Y, al pensar en Gerald, el recuerdo que hacía un momento no había conseguido atraer se presentó rápido, llegó a su corazón con la cegadora luz de un día de verano, inundando momentáneamente todo el campo de extraordinaria claridad. Podía escuchar una voz de acento irlandés, oír el golpeteo de los cascos del caballo, en aquel prado de Tara, y oír una voz animosa, tan parecida a la voz de su hija: «Ellen, mira cómo lo salto».

—¡No! —gritó— ¡no; para, Bonnie!

En el momento de inclinarse sobre la ventana se oyó un espantoso ruido de maderas, un terrible grito de Rhett, un revuelo de terciopelo azul y de cascos de caballo en tierra. Y «Señor Butler» se levantó y huyó con la silla vacía.

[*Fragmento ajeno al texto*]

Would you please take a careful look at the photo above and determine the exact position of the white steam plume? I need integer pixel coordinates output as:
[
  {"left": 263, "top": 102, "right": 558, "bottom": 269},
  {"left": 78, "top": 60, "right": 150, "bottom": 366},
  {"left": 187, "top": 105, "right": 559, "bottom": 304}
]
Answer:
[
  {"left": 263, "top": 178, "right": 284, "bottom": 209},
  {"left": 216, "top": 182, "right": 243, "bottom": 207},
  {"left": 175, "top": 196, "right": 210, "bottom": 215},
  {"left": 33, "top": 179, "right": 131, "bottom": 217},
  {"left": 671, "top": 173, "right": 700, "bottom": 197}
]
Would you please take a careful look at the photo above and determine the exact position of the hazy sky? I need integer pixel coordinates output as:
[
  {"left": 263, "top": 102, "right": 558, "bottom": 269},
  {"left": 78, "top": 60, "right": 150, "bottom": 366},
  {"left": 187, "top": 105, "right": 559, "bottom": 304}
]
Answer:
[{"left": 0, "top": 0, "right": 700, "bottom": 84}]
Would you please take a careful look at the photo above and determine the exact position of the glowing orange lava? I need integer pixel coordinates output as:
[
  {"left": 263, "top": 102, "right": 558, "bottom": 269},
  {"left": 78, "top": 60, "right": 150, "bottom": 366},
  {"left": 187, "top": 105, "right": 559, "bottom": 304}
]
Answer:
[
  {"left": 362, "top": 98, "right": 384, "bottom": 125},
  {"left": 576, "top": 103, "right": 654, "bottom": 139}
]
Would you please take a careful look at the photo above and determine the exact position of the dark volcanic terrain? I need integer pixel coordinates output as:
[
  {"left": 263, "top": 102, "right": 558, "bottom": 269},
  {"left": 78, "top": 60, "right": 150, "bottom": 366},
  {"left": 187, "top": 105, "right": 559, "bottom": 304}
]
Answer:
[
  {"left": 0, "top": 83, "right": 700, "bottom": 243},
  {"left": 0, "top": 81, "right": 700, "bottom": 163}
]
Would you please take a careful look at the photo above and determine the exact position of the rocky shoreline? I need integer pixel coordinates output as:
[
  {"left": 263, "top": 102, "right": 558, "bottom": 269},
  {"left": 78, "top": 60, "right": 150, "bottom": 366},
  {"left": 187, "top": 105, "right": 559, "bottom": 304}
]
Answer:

La tercera noche, después de la muerte de Bonnie, Mamita subía lentamente, con su paso pesado, las escaleras posteriores de casa de Melanie. Iba vestida de negro, desde los anchos zapatos de hombre, desatados para dejar más libertad a los dedos, hasta la negra cofia. Sus arrugados ojillos estaban inyectados en sangre y tenía los párpados rojos. Todo su aspecto denotaba dolor, escrito claramente en cada rasgo de su rudo rostro. Su cara arrugada, petrificada en la triste expresión de un mono viejo, estaba sin embargo, llena de resolución.

Dijo unas palabras a Dilcey, que inclinó la cabeza amablemente, como si en su antigua enemistad hubiese un mudo armisticio. Dilcey dejó las fuentes de la cena que llevaba en aquel momento y se dirigió al comedor cruzando la despensa. Al minuto Melanie estaba en la cocina con la servilleta en la mano y la ansiedad dibujada en el rostro.

—¿La señorita Scarlett no está…?

—La señorita Scarlett está sobrellevándolo como todos nosotros —dijo Mamita lentamente—. Pero no he venido a interrumpirle la comida, señorita Melanie. Puedo esperar para decirle a usted lo que tengo en la cabeza.

—La cena puede esperar también —repuso Melanie—. Dilcey, sigue sirviendo a los señores. Mamita, ven conmigo.

Mamita la siguió, contoneándose por el vestíbulo, donde Ashley estaba sentado a la cabecera de la mesa, con su pequeño Beau junto a él y los dos niños de Scarlett enfrente armando un gran repiqueteo con sus cucharas. Las voces alegres de Wade y de Ella llenaban la habitación. Era una diversión inesperada para eÚos el hacerle a tía Melanie una visita tan larga. ¡Tía Melanie era siempre tan buena y estos días parecía serlo más aún! La muerte de su hermanita los había afectado muy poco. Bonnie se había caído de su jaca, y mamá había llorado mucho, y tía Melanie se los había llevado a su casa a jugar en el jardín con Beau y a comer todos los pasteles que quisieran.

Melanie se dirigió al gabinetito que servía de biblioteca, cerró la puerta e indicó a Mamita que se sentase en el sofá.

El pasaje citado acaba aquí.